May's retail sales beat expectations.
Economists polled by Reuters predicted that retail sales would increase by .4 percent in May.
The Commerce Department also said that April's retail sales were revised from the .2 percent to a .4 percent spike.
Specifically, Americans spent more on healthcare products, cars, building supplies, clothing, and other goods in May.
"Retail sales aren’t adjusted for inflation, and one factor behind the latest rise in spending is higher prices retailers are charging for their items. For example, a rise in gasoline prices, tied to rising oil prices, helped push up sales at gasoline stations by 2% last month," writes the Wall Street Journal. "But Americans’ spending on goods is rising even after accounting for inflation. Retail sales rose 5.9% in the year through May, roughly double inflation, as measured by the Labor Department’s consumer-price index."
The surge in spending is being attributed to the low unemployment rate, rising wages, and the recent tax cuts.
The Labor Department also announced this week that weekly unemployment claims fell to a 45-year low.
There was also a reported 6.7 million job openings in April.
The unemployment rate is currently at 3.8 percent and is expected to reach 3.6 percent in 2018 and 3.5 percent in 2019, according to the Federal Reserve.
The Fed estimates that the gross domestic product (GDP) will spike by 2.8 percent this year. The agency said that "economic activity has been rising at a solid rate" and "growth of household spending has picked up."
With that in mind, the Fed announced on Wednesday that it will be raising the short-term interest rates for the second time this year.
The Fed is expected to raise rates two more times in 2018 in order to contain the 2.1 percent inflation rate that the economy will likely hit this year.
“With ‘strong’ job gains and ‘solid’ economic growth, and ‘strongly’ growing business investment, the Fed is clearly sold on continued growth.
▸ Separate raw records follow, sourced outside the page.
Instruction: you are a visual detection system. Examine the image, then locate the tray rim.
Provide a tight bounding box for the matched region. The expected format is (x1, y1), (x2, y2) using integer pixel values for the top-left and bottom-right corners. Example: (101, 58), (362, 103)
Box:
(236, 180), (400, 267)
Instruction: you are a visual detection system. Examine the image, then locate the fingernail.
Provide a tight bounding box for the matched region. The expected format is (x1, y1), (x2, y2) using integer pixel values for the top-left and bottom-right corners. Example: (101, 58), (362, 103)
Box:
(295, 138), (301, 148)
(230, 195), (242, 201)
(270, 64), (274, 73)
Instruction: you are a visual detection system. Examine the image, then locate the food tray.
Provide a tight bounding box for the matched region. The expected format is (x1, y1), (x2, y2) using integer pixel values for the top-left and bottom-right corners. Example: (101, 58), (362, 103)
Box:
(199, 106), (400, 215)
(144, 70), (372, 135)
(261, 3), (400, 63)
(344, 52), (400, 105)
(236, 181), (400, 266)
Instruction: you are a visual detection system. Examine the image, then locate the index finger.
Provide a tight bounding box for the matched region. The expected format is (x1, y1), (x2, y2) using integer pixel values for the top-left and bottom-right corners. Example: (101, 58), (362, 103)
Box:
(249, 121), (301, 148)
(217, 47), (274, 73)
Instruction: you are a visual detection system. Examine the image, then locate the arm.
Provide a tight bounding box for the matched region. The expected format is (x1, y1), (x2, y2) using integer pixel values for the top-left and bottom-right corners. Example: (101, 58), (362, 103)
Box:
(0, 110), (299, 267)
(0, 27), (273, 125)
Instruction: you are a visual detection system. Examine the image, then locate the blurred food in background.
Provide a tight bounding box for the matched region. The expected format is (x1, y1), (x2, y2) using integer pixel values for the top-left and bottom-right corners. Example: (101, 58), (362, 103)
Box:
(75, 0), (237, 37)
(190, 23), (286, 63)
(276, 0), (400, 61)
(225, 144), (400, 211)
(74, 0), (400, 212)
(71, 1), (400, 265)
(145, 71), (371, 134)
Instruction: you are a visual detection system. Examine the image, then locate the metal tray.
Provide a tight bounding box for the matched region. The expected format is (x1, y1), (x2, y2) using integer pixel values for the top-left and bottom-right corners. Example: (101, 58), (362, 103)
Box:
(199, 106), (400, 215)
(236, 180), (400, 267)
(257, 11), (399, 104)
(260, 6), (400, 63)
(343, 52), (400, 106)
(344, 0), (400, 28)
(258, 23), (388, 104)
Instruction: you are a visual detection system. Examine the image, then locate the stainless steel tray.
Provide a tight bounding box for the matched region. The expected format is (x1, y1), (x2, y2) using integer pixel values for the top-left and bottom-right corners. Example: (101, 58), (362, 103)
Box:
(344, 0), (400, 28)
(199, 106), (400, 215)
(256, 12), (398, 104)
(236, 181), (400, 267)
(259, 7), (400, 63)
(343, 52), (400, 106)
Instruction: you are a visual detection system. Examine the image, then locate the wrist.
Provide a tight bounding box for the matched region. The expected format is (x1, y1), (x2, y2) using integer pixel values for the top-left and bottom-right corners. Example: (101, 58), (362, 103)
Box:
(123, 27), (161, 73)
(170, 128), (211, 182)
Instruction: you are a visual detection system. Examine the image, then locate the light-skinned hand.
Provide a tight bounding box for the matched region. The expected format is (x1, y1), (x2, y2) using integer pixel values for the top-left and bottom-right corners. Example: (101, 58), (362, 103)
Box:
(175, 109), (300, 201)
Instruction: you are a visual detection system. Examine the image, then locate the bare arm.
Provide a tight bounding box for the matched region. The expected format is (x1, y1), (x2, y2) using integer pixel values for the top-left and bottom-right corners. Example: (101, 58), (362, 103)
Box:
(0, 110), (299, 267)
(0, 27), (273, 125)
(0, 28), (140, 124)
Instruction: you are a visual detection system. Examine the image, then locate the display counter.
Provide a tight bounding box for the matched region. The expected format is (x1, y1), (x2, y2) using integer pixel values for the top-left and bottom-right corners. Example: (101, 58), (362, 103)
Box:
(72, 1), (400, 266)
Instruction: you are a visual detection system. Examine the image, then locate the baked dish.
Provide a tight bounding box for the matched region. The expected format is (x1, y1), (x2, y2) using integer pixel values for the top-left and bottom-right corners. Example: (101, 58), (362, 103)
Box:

Inflation has moved ‘close to 2 percent,’ the target range, while longer-term inflation expectations are still in line,” said Brad McMillan, chief investment officer for Commonwealth Financial Network to Fox Business. “This statement is as close to a declaration of victory as we will ever see.”
Author's note: This is what happens when you have a businessman in office. The Fed is raising interest rates in an attempt to control the economy from bursting and to also hold off inflation. As the rates increase, we will then have some room to lower them again to stimulate the economy when needed. This means stability.